あと、少し逸れますがWiiの容量の件を早くなんとかしてほしいです…。そろそろ一杯なので…。


※そういえば、何かワンクリックアンケートでどの番号の選択肢を選んでも何故か4になってしまいますね。まあ取り敢えず自分は4では無く2を選びました。
返信する
Unknown (partygame(管理人))
2008-07-23 23:04:09
>グルグルさん
規模が縮小したおかげで、情報やタイトルを大放出!ではなくて、メーカー側が本当に戦略的な発表ができるようになったという事実もありますが、故に目立った情報が少ないのは、ちょいと怖い気もします。(特にSCE)

今回の『どうぶつの森』は、よりコミュニケーションの場としての広がりを目指したと言う感じで、単純にできることが増えているのもあるでしょうが、ボイスチャットの導入はわりと大きな手だと思います。ボイスチャット機能も、ただ出せばいいものではなく、結果として色んな人に使ってもらわなければ意味がないわけでして…。とはいえ、ボイスでチャットする行為自体が日本人にはなかなか受けにくいところもあるので、逆に言えば『どうぶつの森』という安全なドームを作ることができれば、誰でも気兼ねなくボイスチャットができるかもしれません。

>>いやまさかDSでGTAシリーズが出るとは……。
GTAは日本でもそこそこ売れているタイトルですし、海外では爆発的な記録を出しています。裏を返せば、お国柄が非常に伺えるシリーズとも言えますけどね。単純に、残虐系が好きだという海外ユーザーの性格が丸見えです。
DSで発売と言うのは確かに意外ですが、まあ乗りに乗っているハードなのと、日本市場にもシリーズの勢いを根付かせようとしているのかもしれません。

>>Wiiの容量の件を早くなんとかしてほしい
Wiiの容量は…まあ確かに私も若干困ってはいます。とはいえ、どういった対策が来るか予測も付かず…。アップデートで容量を増やすなんてできるわけないですし、大容量版の新型Wiiなんか出したらどういった騒ぎになるか分かっているでしょうし…。
一番妥当は、SDメモリから直接チャンネル起動…でしょうか?ただそれって、本体からではなくメモリーカードから読み込むわけですから、単純に考えると読み込み速度は尋常じゅない遅さになります。本体からSDメモリにコピーしたことがある人は…たぶん分かります。

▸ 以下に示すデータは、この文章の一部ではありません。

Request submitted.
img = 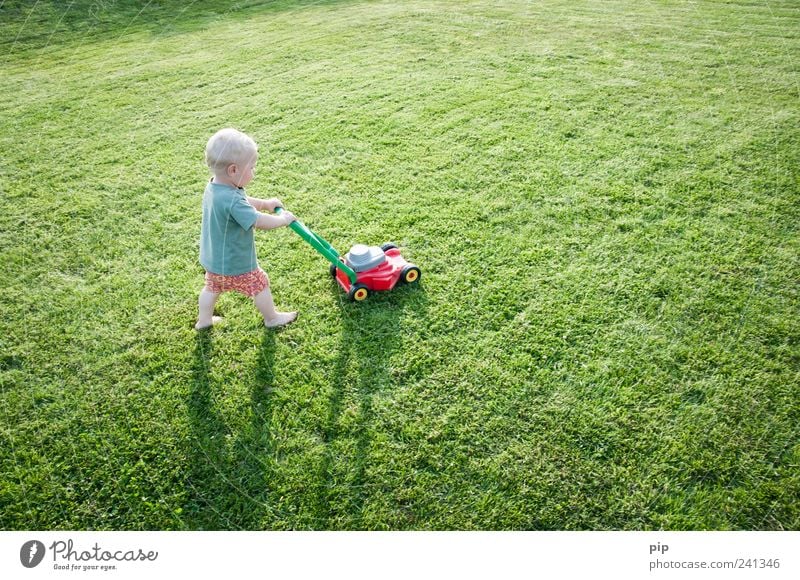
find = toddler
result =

正直現段階で、簡単な方法でWiiの容量を増やす手段はありません。本当に専用のHDDが発売されるか…あるいはDVD搭載版のときに容量も増やすか…。それくらいしか、今の私には思いつきませんね。

>>※
調べてみましたが、リンク先は正しく設定されていて、投票もちゃんとバラついていたので、たぶんこちらの設定が間違っているということではないと思いますが…。ひとまずグルグルさんは、2を選んだ、ということは了解しました。